Yesterday, on the way home from grocery shopping (the l-o-o-o-n-g way, naturally, because we ramblers always favor indirect routes) I saw something tiny wiggling on the rural blacktop. It took my heat-addled brain a moment or two to process that what I'd seen was a small snake. By that time, in spite of my leisurely speed, I was already past the diminutive creature. As the day was hot—94˚F last I'd heard—I knew the road's surface would be scorching and figured I'd give the struggling little serpent an assist. There was a pull-off place a quarter mile beyond where I could easily turn around.
Of course, as fate would have it, that very moment an oncoming car appeared over the hill—coming fast. No time for a quick three-point turn on the narrow rural lane. And my frantic waves at the auto's driver simply elicited a friendly wave back.
Helpless, I watched in my rearview mirror as the vehicle's leftside wheels passed over the center portion of roadway where I judged the snake ought to be. Fearing the worst, I turned when I could and went back.
The miniature common watersnake, smaller in diameter than a pencil and perhaps 5-inches long, lay belly-up. A shiny newborn, squirming to make its way into the wide world. Only the edge of the car's wheel had clipped a half-inch portion of its head, though still sufficient to be fatal. Bad luck on top of bad luck, because we probably accounted for the whole of the road's traffic over the entire morning.

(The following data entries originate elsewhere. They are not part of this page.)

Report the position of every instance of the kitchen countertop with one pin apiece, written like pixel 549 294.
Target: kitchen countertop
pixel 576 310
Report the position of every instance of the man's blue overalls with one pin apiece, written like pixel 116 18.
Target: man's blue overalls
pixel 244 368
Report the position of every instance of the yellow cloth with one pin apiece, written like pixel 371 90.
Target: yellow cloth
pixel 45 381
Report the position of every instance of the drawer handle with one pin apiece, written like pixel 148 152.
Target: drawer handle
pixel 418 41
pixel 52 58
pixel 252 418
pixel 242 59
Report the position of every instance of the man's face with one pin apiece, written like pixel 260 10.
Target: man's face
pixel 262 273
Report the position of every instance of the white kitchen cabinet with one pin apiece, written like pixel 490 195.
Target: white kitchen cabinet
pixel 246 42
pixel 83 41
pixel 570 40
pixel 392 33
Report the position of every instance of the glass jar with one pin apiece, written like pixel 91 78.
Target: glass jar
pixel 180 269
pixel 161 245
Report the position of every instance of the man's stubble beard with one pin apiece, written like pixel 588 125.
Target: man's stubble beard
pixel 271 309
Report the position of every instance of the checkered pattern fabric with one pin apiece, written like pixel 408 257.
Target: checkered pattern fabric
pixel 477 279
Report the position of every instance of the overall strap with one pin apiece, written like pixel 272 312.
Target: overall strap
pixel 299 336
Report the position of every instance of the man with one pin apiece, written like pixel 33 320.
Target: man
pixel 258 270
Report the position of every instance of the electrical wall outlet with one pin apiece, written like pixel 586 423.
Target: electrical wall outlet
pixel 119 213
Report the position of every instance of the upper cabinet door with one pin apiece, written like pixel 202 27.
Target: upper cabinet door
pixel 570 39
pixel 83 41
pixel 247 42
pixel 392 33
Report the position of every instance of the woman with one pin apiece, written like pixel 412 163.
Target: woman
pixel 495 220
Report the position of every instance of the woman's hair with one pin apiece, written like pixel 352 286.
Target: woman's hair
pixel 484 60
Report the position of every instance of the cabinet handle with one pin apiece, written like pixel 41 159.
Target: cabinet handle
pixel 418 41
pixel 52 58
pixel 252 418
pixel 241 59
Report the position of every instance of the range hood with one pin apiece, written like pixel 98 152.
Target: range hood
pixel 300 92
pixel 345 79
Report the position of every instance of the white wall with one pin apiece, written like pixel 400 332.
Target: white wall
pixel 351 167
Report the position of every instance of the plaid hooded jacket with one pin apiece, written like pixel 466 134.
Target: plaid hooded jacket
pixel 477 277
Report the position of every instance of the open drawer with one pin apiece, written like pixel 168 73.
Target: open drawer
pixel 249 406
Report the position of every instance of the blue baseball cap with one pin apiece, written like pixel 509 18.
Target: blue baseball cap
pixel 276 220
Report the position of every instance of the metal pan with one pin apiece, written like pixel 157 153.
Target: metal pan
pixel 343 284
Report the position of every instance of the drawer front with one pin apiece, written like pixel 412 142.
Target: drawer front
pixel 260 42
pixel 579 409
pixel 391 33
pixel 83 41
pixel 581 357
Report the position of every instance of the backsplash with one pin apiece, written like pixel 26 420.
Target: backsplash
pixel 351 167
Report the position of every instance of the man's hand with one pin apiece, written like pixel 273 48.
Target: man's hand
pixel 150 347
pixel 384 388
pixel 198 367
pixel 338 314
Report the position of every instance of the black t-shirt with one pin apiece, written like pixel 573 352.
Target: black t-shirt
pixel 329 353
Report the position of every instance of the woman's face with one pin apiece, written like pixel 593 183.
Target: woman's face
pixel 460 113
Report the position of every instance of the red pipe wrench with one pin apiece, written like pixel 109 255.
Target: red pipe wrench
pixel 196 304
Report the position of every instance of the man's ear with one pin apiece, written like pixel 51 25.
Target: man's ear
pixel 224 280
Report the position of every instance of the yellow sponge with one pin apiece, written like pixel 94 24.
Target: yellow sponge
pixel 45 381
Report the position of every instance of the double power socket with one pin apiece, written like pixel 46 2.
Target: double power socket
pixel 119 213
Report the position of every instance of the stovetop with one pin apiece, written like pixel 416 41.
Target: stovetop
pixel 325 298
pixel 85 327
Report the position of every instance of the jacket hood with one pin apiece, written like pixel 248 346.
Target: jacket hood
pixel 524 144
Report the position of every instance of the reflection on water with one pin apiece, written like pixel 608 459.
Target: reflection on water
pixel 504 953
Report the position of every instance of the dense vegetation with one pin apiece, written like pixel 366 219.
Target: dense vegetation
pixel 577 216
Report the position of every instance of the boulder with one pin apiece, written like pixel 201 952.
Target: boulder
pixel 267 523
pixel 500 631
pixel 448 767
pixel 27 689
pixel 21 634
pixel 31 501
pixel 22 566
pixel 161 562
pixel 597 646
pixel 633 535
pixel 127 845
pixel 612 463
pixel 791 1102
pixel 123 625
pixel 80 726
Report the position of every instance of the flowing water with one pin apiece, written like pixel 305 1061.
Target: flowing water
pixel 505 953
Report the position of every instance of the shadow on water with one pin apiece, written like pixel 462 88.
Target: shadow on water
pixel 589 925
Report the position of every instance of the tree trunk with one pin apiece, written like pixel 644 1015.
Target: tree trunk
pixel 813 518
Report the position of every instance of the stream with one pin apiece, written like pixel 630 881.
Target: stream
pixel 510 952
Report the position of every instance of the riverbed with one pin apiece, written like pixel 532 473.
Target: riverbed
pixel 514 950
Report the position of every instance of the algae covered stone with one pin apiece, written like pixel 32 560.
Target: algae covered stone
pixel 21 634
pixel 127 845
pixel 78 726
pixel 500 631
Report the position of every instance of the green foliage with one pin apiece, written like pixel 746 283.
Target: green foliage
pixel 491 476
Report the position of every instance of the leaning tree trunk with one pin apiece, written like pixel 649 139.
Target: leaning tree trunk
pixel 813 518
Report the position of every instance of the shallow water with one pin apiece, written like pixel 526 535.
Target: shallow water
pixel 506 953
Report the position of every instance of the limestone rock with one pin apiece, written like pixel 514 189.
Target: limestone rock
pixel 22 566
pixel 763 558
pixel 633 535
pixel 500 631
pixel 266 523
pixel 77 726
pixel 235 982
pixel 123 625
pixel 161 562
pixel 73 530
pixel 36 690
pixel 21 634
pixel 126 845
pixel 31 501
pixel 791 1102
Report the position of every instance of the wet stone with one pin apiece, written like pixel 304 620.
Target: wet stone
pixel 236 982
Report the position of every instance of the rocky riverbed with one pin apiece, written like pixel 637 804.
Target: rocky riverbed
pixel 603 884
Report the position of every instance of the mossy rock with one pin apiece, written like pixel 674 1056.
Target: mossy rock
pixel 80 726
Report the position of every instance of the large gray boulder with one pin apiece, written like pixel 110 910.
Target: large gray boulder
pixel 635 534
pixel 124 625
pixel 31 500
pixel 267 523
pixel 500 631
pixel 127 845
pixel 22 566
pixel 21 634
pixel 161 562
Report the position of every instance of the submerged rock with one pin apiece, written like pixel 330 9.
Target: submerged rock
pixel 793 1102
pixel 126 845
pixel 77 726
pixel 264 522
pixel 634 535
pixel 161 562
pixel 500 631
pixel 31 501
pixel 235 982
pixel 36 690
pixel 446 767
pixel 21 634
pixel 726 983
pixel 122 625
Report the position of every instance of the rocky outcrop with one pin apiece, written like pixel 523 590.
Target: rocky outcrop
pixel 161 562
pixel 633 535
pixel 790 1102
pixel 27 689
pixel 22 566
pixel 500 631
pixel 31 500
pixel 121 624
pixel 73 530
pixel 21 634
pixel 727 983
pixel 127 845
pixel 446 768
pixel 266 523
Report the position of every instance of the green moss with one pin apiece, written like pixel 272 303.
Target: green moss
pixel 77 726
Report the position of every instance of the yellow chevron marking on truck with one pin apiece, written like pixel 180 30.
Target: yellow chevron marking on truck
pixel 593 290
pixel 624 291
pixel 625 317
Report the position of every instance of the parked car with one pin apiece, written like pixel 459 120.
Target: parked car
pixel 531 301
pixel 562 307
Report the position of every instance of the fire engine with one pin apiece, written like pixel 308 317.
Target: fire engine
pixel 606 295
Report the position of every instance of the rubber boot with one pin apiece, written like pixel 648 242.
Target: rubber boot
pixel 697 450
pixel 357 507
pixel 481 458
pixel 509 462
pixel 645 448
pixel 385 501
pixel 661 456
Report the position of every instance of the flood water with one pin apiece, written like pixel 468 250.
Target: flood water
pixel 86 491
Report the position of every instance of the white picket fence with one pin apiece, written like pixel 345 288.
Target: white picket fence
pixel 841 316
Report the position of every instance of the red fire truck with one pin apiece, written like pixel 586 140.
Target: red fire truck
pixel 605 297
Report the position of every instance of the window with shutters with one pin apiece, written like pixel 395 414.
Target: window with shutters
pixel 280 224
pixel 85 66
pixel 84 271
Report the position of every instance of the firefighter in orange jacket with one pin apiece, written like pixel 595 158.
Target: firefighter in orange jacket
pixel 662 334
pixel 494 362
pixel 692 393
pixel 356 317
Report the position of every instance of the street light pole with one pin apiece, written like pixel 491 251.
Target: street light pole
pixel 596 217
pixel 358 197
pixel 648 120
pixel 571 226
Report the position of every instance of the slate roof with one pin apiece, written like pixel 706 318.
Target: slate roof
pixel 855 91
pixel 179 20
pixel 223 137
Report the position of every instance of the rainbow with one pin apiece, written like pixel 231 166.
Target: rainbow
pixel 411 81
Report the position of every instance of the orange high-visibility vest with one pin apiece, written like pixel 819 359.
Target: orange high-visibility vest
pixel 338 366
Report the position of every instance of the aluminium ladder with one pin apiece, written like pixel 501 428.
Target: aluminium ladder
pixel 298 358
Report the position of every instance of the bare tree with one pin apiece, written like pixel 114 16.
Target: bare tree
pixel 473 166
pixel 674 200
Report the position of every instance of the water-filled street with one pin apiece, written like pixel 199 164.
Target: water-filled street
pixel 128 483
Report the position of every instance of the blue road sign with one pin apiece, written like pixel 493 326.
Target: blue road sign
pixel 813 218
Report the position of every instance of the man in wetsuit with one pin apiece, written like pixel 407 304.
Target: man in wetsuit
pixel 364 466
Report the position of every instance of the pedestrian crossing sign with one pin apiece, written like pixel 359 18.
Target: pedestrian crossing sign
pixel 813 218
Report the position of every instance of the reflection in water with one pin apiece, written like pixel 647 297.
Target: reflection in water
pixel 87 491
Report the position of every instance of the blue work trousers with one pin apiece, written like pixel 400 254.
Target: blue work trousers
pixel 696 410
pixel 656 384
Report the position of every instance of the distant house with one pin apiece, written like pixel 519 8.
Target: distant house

I moved the snake onto the shoulder where some other creature might chance to wander along and be happy for a free meal. Then I continued the quarter-mile down the road to the pull-off, ambled over to a pool of water that's more puddle than pond and, in one of those fortuitous moments of magical light, made the dragonfly shot above of a male Halloween Pennant.
In photographic light and crossing roads, luck is important.